The design is loosely based on The Golden Ratio — recently seen quite often in weather reports of hurricanes as well as the familiar Nautilus Shell’s interior, and many other phenomenal designs. I did not measure, of course. (I apologize, dear Edward Povey.) But still… a spiral does encourage the eye to stay inside the frame of a painting, and so I used curves in places.
Leonardo was interested in the Golden ratio, and so might we take a look at how that natural shape is part of the natural world — with no help from a compass or human measuring devices. If it’s good enough for God, it should be very attractive to us!
Abstract art is, to my own way of thinking, pretty much the same matters of line, form, value, color, and technique. Whether it’s a rendering of a real object or person, or whether it’s the expression of an idea or mood or revelation that has no familiar shape.
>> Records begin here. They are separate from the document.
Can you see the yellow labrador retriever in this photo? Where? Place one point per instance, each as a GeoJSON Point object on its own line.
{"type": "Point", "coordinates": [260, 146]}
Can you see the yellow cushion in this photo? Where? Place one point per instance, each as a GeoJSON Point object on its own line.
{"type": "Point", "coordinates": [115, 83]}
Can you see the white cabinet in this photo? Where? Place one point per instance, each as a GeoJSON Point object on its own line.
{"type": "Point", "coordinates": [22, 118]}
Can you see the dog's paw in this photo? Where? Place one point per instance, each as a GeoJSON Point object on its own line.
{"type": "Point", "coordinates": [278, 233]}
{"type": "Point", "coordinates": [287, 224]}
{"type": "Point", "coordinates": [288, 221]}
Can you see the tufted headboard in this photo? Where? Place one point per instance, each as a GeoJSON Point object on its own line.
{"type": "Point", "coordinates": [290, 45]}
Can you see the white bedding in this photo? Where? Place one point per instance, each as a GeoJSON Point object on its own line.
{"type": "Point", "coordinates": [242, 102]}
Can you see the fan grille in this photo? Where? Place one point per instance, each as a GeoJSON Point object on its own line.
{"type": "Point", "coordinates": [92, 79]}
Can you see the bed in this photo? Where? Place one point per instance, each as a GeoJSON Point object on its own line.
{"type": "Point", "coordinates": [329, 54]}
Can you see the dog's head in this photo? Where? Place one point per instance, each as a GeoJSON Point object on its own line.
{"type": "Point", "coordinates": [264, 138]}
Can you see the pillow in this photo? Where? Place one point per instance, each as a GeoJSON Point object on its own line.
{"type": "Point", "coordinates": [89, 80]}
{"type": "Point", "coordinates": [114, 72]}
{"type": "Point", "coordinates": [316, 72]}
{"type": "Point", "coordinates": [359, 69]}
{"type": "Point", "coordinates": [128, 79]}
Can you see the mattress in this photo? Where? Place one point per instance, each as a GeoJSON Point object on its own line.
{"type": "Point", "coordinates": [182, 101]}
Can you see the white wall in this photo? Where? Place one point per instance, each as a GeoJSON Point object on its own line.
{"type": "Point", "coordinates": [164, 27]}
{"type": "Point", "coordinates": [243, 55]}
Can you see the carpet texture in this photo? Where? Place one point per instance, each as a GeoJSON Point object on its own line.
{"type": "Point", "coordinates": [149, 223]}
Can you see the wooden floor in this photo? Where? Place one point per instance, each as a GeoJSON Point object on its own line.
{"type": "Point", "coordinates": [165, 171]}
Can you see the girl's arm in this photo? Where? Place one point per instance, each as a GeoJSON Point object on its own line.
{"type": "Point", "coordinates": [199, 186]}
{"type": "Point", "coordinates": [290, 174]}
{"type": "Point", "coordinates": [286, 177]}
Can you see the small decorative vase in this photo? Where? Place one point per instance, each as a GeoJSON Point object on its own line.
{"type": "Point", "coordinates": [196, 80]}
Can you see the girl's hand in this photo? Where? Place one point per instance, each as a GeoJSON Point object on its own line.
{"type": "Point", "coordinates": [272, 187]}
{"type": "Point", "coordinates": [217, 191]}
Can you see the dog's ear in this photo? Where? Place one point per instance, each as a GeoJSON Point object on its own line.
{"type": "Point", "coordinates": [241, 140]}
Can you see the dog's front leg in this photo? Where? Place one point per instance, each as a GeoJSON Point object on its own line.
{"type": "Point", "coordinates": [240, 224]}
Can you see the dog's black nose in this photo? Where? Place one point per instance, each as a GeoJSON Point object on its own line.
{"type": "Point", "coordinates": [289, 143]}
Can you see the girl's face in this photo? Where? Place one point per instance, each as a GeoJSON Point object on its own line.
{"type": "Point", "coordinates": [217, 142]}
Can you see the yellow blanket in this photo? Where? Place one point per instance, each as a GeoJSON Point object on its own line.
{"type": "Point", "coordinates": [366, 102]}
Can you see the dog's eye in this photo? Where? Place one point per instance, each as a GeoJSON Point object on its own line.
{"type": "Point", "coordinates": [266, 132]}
The Sketchbook series I recently did reminded me of how very related visual ways of expressing things are, simply because whatever I put in that book had the same challenges, really. Line, form, value, color, technique all lined up like steps no matter whether I was making an abstract expression of a shape or the expression of a real cat that says meow. As they said in art school, the model can be seen as a lump of clay.
My thanks to those who have enjoyed my ongoing art journeys of one kind or another — it is really so good to have people who will listen to me talk about something that has been a sort of drive all my life, and still is as stimulating as it was when I was splashing around with finger paints! (I still sometimes paint with my fingers.)